When you live on a coastline, looking down the barrel of imminent and unstoppable rising sea levels, sometimes “managed retreat” is your only option. What if we rerouted the highways before they ever flooded?
That’s the thinking behind San Francisco’s Master Plan for the city’s western shoreline. This retreat is not just managed, but proactive.
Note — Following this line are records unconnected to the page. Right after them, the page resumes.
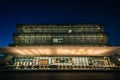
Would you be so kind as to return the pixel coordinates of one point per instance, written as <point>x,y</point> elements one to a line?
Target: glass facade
<point>61,63</point>
<point>80,34</point>
<point>74,34</point>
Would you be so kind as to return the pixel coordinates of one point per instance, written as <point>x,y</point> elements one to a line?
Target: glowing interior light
<point>63,51</point>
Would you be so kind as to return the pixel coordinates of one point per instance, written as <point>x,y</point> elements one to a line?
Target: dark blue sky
<point>13,12</point>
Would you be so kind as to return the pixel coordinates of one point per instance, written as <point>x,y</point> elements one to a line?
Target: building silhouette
<point>61,47</point>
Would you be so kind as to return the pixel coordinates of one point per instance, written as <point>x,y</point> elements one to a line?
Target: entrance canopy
<point>60,51</point>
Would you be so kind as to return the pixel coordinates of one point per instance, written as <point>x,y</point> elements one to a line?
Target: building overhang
<point>60,51</point>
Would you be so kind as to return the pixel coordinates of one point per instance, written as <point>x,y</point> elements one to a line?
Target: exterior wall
<point>77,34</point>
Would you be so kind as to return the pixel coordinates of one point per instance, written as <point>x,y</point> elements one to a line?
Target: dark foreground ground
<point>60,75</point>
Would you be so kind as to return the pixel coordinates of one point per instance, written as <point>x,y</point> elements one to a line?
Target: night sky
<point>14,12</point>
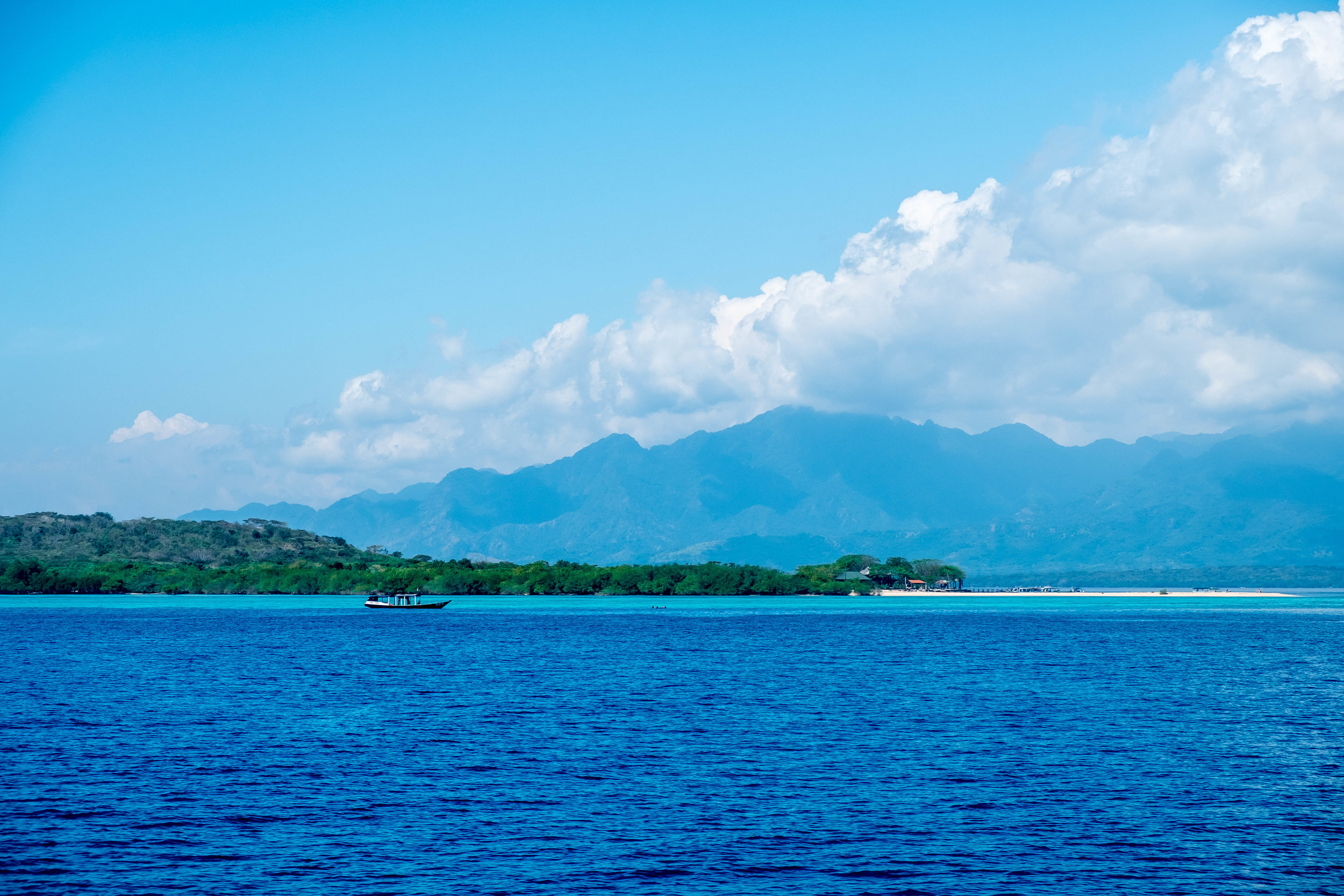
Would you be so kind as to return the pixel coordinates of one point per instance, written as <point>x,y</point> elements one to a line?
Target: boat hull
<point>380,605</point>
KQED reports on the “test case” that other coastal cities will be watching: a more than $350 million plan to move the Great Highway and allow the surf to reclaim its turf.
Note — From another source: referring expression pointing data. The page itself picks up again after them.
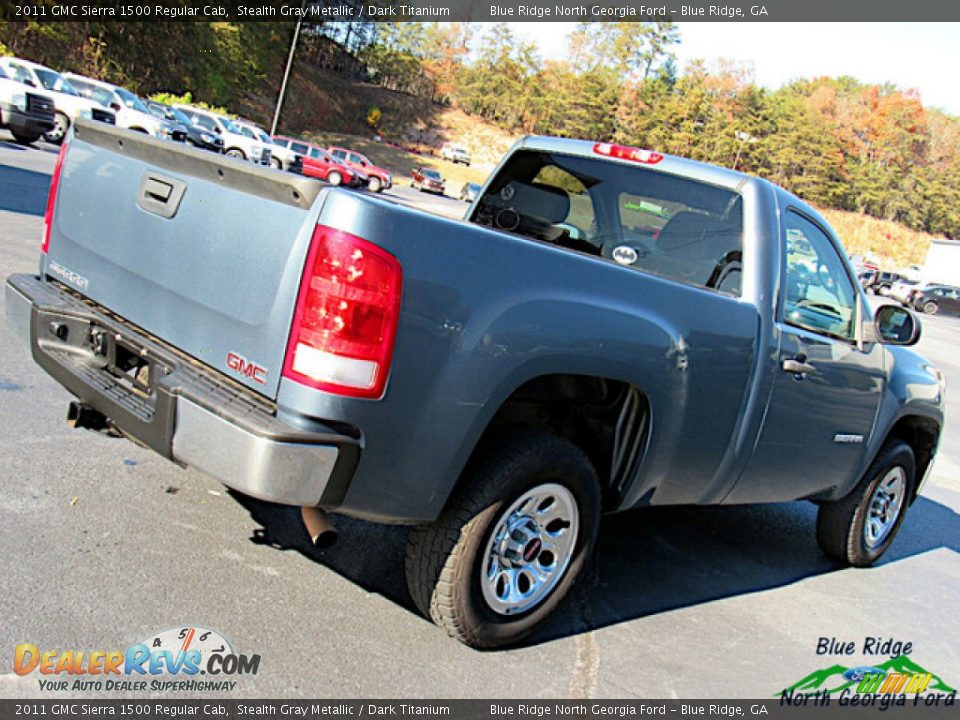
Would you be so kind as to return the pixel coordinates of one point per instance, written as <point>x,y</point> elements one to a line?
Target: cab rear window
<point>633,216</point>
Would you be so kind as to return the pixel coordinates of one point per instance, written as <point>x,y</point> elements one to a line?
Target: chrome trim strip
<point>17,311</point>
“A lot of the things we’re recommending at Ocean Beach are very expensive,” says Benjamin Grant, who manages the Ocean Beach Master Plan for the San Francisco Planning and Urban Research Association (SPUR). “But you have to set them against the costs of the band-aid measures already taking place.”
SPUR is acting as a facilitator for the project, bringing together the myriad city, state, and federal organizations involved.
“We can’t close our eyes to what’s coming and it’s definitely going to get worse and not better,” Grant says. “If we can find a way to work with those processes to achieve the kinds of outcomes and build the kinds of places we want to have in our city, then we’ll be ahead of the game.”
Planning students noodling with designs for this retreat say the reroute “makes it possible to re-imagine the southern end of Ocean Beach as a more socially and ecologically beneficial landscape.” San Francisco is rare in its comprehensive climate change planning, maybe because it’s also rare in being a city surrounded by water on three sides.
But will the city really be able to pave the way for preemptive urban planning for rising seas nationwide, or will we have to suffer a few more Super Sandys before we start really retreating?